One of the most commonly used methods for imputing race and ethnicity in EHR or claims data is Bayesian Improved Surname Geocoding (BISG) [11, 12]. Briefly, BISG predicts the probability that an individual belongs to each given racial or ethnic group based on surname and residential address. These posterior probabilities are calculated using Bayesian methods, with prior probabilities informed by the racial and ethnic distribution of the individual's residential neighborhood and likelihood informed by census lists of frequently occurring surnames. BISG has been previously validated within claims and EHR data and has been shown to perform well for most racial and ethnic groups [11, 12, 13, 14]. However, these methods rely on protected health information (PHI) such as surnames and residential address that are often removed in de‐identified or limited research databases, such as the PCORnet Clinical Research Networks [15].

Imputation methods that have been used on anonymized or de‐identified healthcare data include single imputation or multiple imputation approaches based on other available covariates [16, 17, 18]. Single imputation replaces missing values with a single imputed value [18]. Multiple imputation approaches, on the other hand, repeatedly impute missing values and summarize observations across the multiple imputed datasets. Multiple imputation generally outperforms single imputation through the incorporation of imputation uncertainty into the estimates [18, 19]. However, some studies have observed that analyses using multiply‐imputed race and ethnicity do not meaningfully differ from complete case analyses when using anonymized covariates such as demographics and comorbidities [20]. It remains unclear whether anonymized data elements are sufficient for the imputation of race and ethnicity in clinical data sources.

This study aims to compare various methods for imputing race and ethnicity in EHR data to inform whether anonymized variables are sufficient for the imputation of race and ethnicity in descriptive studies of chronic disease burden using EHR‐based datasets. We will first use data from NYU Langone Health, where we have access to surnames and addresses, to validate the performance of various imputation approaches compared to self‐reported race and ethnicity. We will then compare the “gold standard” BISG imputation approach to single and multiple imputation approaches that are limited to anonymized data elements. These anonymized methods will then be applied to impute race and ethnicity in EHR data from the INSIGHT PCORnet Clinical Research Network.

2. Methods

2.1. Data Sources and Study Samples

This study includes two EHR‐based data sources, NYU Langone Health and the INSIGHT Clinical Research Network. NYU is a large, independent academic medical center serving the greater NYC area. Data from NYU were queried from the backend of the Epic EHR system, Clarity, which includes granular PHI such as surnames and residential addresses. INSIGHT is the largest urban Clinical Research Network in the US, capturing EHR data of over 19 million diverse patients from seven top academic healthcare systems in NYC and Houston, TX (Weill Cornell Medicine, Columbia University, Montefiore Medical Center, Mount Sinai Health System, NYU Langone Health, New York‐Presbyterian Hospital, and Houston Methodist) [21]. EHR data from these contributing institutions are translated to conform to the PCORnet common data model, which is more limited than Clarity and does not include surnames or geographies lower than Zip Codes. For this study, data from NYU and Houston Methodist were excluded from the INSIGHT data. Data from Houston Methodist were excluded as they represented a different geographic area.

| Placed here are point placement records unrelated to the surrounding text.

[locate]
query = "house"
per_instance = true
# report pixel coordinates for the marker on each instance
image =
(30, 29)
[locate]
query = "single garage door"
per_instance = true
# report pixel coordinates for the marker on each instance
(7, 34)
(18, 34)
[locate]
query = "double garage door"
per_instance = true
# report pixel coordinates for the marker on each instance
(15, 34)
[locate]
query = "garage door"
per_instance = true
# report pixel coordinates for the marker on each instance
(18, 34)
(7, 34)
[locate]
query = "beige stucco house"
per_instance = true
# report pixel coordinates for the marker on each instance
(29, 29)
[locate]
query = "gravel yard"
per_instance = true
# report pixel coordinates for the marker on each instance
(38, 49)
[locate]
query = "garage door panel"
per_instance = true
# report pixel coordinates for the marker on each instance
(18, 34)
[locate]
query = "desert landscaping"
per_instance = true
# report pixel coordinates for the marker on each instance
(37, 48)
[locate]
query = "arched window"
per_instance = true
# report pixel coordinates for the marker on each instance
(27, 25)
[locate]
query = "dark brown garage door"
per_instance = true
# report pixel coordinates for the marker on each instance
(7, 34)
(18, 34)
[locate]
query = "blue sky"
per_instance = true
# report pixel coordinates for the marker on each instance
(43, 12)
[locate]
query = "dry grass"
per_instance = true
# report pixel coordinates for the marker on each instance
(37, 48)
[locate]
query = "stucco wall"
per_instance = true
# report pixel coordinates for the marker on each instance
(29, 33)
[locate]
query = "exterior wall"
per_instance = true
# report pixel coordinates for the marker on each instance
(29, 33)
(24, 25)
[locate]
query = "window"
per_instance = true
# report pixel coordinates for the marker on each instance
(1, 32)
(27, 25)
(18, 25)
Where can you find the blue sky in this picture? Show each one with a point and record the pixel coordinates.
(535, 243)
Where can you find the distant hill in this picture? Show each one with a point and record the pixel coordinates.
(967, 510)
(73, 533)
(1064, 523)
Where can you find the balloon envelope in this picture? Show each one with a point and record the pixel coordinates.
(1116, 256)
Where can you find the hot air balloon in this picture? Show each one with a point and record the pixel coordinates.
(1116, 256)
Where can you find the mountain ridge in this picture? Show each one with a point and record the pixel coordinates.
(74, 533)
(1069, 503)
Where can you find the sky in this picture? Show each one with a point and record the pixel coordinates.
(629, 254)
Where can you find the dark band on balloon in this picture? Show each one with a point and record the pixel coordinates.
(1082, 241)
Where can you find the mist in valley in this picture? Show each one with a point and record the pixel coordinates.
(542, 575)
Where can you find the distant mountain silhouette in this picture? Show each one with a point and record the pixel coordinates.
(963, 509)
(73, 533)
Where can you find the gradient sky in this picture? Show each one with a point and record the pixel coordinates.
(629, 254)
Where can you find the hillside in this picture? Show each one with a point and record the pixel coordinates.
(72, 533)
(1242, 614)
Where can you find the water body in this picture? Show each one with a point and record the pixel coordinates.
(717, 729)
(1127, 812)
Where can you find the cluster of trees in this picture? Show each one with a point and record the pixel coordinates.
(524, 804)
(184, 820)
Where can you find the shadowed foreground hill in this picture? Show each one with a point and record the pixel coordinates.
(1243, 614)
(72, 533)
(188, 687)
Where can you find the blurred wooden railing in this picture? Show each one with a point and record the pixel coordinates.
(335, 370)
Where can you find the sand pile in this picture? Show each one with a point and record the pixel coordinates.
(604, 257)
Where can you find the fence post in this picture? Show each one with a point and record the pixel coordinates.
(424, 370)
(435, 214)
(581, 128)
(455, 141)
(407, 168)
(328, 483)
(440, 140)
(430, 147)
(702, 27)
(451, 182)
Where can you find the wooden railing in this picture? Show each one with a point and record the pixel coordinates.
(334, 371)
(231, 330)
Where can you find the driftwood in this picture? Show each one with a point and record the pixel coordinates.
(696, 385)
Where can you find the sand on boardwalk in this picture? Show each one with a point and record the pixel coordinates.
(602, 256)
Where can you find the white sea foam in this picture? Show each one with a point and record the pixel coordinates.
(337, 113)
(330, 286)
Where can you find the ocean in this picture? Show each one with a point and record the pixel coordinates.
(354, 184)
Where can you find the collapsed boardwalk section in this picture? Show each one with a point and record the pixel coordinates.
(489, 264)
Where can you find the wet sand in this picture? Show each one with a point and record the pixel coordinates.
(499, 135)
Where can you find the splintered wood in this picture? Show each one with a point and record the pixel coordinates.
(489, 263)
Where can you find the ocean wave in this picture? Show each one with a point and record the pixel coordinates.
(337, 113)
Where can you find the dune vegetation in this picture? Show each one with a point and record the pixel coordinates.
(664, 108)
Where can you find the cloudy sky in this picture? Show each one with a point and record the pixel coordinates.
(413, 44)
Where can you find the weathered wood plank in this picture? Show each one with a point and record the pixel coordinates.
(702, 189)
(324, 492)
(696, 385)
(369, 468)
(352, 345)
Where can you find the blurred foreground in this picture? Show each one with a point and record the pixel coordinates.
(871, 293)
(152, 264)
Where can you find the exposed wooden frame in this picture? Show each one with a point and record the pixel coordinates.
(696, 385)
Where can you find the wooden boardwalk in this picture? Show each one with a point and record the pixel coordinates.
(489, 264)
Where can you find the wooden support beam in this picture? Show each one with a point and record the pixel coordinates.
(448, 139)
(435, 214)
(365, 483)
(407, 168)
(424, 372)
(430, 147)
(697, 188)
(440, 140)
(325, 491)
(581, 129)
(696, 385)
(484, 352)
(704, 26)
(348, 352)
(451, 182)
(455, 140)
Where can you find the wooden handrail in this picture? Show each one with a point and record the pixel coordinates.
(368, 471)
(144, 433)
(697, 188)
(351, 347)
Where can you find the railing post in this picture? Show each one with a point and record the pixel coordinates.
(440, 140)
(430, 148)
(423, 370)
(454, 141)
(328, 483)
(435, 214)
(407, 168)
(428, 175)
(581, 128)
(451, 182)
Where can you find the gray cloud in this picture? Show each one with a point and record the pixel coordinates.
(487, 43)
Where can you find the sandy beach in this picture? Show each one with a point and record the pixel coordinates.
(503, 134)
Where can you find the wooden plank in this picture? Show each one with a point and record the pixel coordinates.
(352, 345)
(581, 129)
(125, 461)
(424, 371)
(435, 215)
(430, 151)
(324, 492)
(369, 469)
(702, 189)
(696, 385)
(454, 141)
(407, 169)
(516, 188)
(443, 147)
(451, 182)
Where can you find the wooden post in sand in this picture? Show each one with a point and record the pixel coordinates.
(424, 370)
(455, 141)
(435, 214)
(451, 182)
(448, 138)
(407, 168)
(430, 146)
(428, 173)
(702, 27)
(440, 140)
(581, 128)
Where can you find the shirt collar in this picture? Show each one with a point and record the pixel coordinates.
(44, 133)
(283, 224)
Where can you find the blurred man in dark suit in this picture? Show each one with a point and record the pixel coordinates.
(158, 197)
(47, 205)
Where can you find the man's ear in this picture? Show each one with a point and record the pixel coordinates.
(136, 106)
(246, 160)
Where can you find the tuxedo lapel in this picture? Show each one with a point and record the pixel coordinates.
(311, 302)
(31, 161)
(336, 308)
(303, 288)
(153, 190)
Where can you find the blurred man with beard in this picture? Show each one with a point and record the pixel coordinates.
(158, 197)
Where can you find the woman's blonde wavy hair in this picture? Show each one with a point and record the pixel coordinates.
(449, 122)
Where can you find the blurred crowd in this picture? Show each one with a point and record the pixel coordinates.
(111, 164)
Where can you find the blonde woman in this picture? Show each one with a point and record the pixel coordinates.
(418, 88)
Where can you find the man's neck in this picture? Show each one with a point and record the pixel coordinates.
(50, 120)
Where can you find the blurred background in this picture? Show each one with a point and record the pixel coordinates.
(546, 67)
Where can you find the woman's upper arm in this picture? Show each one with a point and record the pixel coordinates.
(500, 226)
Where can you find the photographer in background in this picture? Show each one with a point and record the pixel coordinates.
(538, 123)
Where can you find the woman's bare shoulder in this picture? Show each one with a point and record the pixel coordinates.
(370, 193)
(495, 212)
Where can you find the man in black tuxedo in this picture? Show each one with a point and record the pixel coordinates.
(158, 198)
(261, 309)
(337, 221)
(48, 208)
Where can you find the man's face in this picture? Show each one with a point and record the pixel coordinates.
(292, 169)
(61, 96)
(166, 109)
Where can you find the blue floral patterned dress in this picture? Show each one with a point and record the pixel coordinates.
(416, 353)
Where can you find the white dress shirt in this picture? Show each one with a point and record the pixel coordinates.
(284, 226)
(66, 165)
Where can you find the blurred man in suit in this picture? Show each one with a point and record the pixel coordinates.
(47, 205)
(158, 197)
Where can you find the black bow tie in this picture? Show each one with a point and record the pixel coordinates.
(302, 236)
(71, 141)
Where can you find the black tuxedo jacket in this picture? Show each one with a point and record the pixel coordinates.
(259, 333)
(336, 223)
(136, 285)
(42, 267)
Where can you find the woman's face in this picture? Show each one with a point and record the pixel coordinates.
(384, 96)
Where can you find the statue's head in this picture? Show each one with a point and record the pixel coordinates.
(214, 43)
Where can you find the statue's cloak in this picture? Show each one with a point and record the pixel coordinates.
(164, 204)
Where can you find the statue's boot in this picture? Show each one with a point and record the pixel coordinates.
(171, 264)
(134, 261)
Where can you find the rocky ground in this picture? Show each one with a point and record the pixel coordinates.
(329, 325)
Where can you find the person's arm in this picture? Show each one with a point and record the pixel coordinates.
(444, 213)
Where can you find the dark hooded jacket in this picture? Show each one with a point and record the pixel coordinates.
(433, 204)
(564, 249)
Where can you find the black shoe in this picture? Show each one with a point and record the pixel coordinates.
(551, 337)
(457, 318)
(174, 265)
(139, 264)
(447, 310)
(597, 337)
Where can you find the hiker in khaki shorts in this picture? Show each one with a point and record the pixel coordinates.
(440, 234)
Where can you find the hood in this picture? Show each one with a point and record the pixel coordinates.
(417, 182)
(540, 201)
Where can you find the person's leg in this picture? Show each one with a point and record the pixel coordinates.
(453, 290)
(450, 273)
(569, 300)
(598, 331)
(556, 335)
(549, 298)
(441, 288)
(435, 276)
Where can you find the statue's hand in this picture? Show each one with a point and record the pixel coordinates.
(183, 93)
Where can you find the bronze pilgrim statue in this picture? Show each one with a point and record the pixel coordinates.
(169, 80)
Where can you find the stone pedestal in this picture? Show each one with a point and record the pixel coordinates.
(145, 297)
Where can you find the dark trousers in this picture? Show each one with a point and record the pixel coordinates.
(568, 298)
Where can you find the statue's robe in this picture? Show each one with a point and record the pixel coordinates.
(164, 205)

This work is part of a larger study that assesses the effects of the acute COVID‐19‐associated healthcare shutdown on health outcomes among NYC older adults with multiple chronic conditions (MCC). Cohorts were constructed within each data source to include adults aged 50 years and older with two or more diagnoses for chronic medical conditions (Table S1), with specific conditions derived from the Department of Health and Human Services Initiative on MCC [22]. Cohorts were further restricted to those with at least one documented ambulatory care visit in the 6 months prior to the COVID‐19 pandemic onset (9/7/2019–3/6/2020).

2.2. Variables

A consolidated race and ethnicity variable was defined to harmonize definitions across NYU and INSIGHT and to align with prior EHR‐based research [23]. Within NYU, self‐reported race and ethnicity was defined using distinct race and ethnicity fields in the Epic Clarity database. Race and ethnicity are collected at front desk registration, at self‐check‐in kiosks, or through patient portals (i.e., MyChart). These fields allow for multiple entries of racial or ethnic categories. The consolidated race and ethnicity variable was defined using the following hierarchy: (1) Latino—any Hispanic/Latino/Spanish race or ethnicity; (2) White—White race alone; (3) Black—Black/African American race alone; (4) Asian—Asian, Native Hawaiian/Pacific Islander race alone; (5) Other—multiple races, American Indian/Alaskan Native race, Middle Eastern/North African race, not listed; (6) Unknown—do not know, prefer not to answer, missing. Asian and Other categories include groupings of multiple racial and ethnic subgroups to align with BISG predictions.

Within INSIGHT, self‐reported race and ethnicity was defined using the distinct race and Hispanic fields in the PCORnet common data model. These fields allow for single entries of racial or Hispanic ethnicity categories. The consolidated race and ethnicity variable was defined using the following hierarchy: (1) Latino—Hispanic ethnicity; (2) White—White race; (3) Black—Black/African American race; (4) Asian—Asian, Native Hawaiian/Other Pacific Islander race; (5) Other—multiple race, American Indian/Alaskan Native race, other; (6) Unknown—unknown, refuse to answer, no information, missing.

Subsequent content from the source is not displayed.